Hess’s attorney said she has been unfairly vilified as a “witch,” a “monster” and a “ghoul” when instead she is a “broken human being” whose behavior can be attributed to a traumatic brain injury at age 18. . But Hess refused to speak to the judge.

Koch told the magistrate he was sorry and took responsibility for his actions. Twenty-six victims described his horror at finding out what had happened to their loved ones. “Our sweet mother, they dismembered her,” said Erin Smith, selling her shoulders, knees and feet for a profit. “We don’t even have a name for such a heinous crime.” Tina Shanon, whose mother was dismembered against her will, told the court: “I have worn many masks to cover the pain. I’ll never be okay.”

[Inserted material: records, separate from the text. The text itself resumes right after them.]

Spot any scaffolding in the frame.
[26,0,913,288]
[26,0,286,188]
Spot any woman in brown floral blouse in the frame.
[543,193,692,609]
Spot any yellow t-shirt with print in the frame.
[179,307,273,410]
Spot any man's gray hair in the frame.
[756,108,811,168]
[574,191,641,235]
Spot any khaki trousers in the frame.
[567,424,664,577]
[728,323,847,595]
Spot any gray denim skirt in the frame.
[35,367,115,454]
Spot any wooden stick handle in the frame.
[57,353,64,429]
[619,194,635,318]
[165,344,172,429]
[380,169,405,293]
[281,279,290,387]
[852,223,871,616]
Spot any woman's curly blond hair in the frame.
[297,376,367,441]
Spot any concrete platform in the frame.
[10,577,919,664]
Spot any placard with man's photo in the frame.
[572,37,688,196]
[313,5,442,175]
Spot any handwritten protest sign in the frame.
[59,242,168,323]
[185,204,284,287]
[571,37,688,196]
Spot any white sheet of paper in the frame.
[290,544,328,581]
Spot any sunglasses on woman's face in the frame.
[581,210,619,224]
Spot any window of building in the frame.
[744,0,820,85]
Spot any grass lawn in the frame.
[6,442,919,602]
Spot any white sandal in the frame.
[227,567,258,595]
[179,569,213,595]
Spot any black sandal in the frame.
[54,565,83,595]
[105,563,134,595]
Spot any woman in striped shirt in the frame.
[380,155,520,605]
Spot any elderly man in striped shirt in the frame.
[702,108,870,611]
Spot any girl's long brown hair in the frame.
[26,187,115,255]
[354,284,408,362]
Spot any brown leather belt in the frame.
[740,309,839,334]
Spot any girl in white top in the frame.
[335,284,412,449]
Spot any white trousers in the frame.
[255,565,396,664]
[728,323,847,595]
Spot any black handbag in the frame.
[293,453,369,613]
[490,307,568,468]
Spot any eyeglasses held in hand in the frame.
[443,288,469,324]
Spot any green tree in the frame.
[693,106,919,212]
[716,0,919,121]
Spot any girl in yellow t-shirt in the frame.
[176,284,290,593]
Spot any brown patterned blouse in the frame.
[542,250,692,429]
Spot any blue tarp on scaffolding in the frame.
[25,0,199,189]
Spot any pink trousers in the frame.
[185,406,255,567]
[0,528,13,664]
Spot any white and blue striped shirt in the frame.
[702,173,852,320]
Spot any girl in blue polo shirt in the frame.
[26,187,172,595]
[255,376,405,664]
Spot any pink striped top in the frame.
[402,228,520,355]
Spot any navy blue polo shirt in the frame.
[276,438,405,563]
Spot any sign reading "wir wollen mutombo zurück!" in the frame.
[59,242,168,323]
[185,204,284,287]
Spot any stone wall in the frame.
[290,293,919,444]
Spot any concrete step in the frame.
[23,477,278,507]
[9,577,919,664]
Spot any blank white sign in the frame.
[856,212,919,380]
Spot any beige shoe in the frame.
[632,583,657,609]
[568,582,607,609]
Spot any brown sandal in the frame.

More than 200 families received cremated ashes from containers mixed with the remains of different corpses

It is illegal in the United States to sell organs such as hearts, kidneys, and tendons for transplantation; they must be donated. But the sale of body parts like heads, arms and spines, which is what Hess did, for use in research or education is not regulated by federal law.

Hess committed crimes, prosecutors said, when he defrauded relatives of the deceased by lying about cremations and dissecting bodies and selling them without permission. The medical training companies and other businesses that purchased Hess’ arms, legs, heads and torsos were unaware they had been obtained fraudulently, prosecutors said.

At his funeral home, Hess charged families up to $1,000 for cremations that never happened.prosecutors said, and offered free cremations to others in exchange for a donation of the body.

Prosecutors said he lied to more than 200 families, who received cremated ashes from containers mixed with the remains of different corpses.